The fields, woods, and streams around my Champaign County home are my oldest, closest companions, and Mother Nature has always been my muse. My artistic expression stems from my relationship with nature and celebrates the riches that grow from the land. An essential aspect of my art is observing the beauty and diversity in nature, looking closely at the foliage’s lines, shapes, and patterns, and noticing which plants and grasses exist harmoniously. Looking closely at plants in their natural environment helps enhance my artistic designs, arranging them into compositions that celebrate their place in the ecosystem. Collecting and preparing the botanicals for the cyanotype process offers the potential to reflect on my interrelationship with nature.

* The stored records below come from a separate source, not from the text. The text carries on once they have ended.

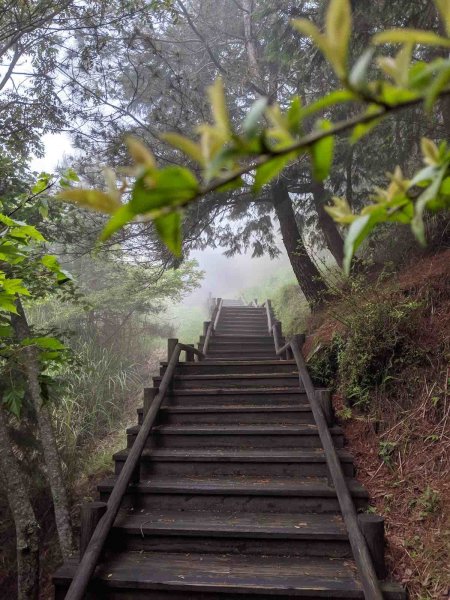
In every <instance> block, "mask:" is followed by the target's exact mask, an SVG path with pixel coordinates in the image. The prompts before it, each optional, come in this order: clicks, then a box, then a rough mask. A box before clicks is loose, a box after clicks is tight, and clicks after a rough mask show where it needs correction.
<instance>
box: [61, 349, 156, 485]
mask: <svg viewBox="0 0 450 600" xmlns="http://www.w3.org/2000/svg"><path fill="white" fill-rule="evenodd" d="M75 360H76V363H77V365H78V368H76V369H73V367H72V366H69V365H67V366H65V367H63V369H62V371H61V372H60V373H59V375H58V381H59V386H58V388H57V390H58V397H57V398H55V400H54V402H53V403H52V413H53V415H52V416H53V422H54V426H55V431H56V435H57V440H58V444H59V446H60V449H61V455H62V457H63V460H64V463H65V465H66V468H67V472H68V475H69V476H70V477H72V476H73V475H74V474H76V472H77V469H78V468H79V467H80V466H81V464H82V461H80V453H86V452H88V451H89V448H93V447H95V446H96V444H97V443H98V442H99V441H100V440H102V439H103V438H105V437H107V436H110V435H111V434H113V433H115V432H117V431H118V430H119V429H120V428H121V426H122V425H123V424H124V421H125V420H126V418H127V417H129V416H130V413H131V412H132V410H133V408H135V407H136V403H137V398H138V396H139V394H140V392H141V391H142V388H143V386H144V383H145V376H144V369H143V367H142V365H139V364H136V363H132V362H130V361H129V360H128V359H127V358H126V357H125V358H124V357H122V356H119V355H118V354H117V353H115V352H114V351H112V350H111V349H107V348H101V347H99V346H98V345H97V344H96V343H95V342H94V341H93V340H84V341H82V342H81V343H80V344H78V345H77V349H76V350H75Z"/></svg>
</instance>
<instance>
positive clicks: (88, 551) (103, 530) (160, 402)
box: [66, 345, 181, 600]
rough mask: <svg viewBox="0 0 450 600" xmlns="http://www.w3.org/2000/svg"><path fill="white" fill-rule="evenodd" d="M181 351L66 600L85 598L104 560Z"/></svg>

My artwork is produced in partnership with nature. Through this partnership, I learn to understand my environment, be wide awake, and have a healthy relationship with the land.   

In addition, I show my love for nature by repurposing materials for my art supplies. I often incorporate recycled vintage fabrics, reused papers, and repurposed found objects as the substrates and framing for my cyanotypes. My goal is to give new life to old goods through creative reuse.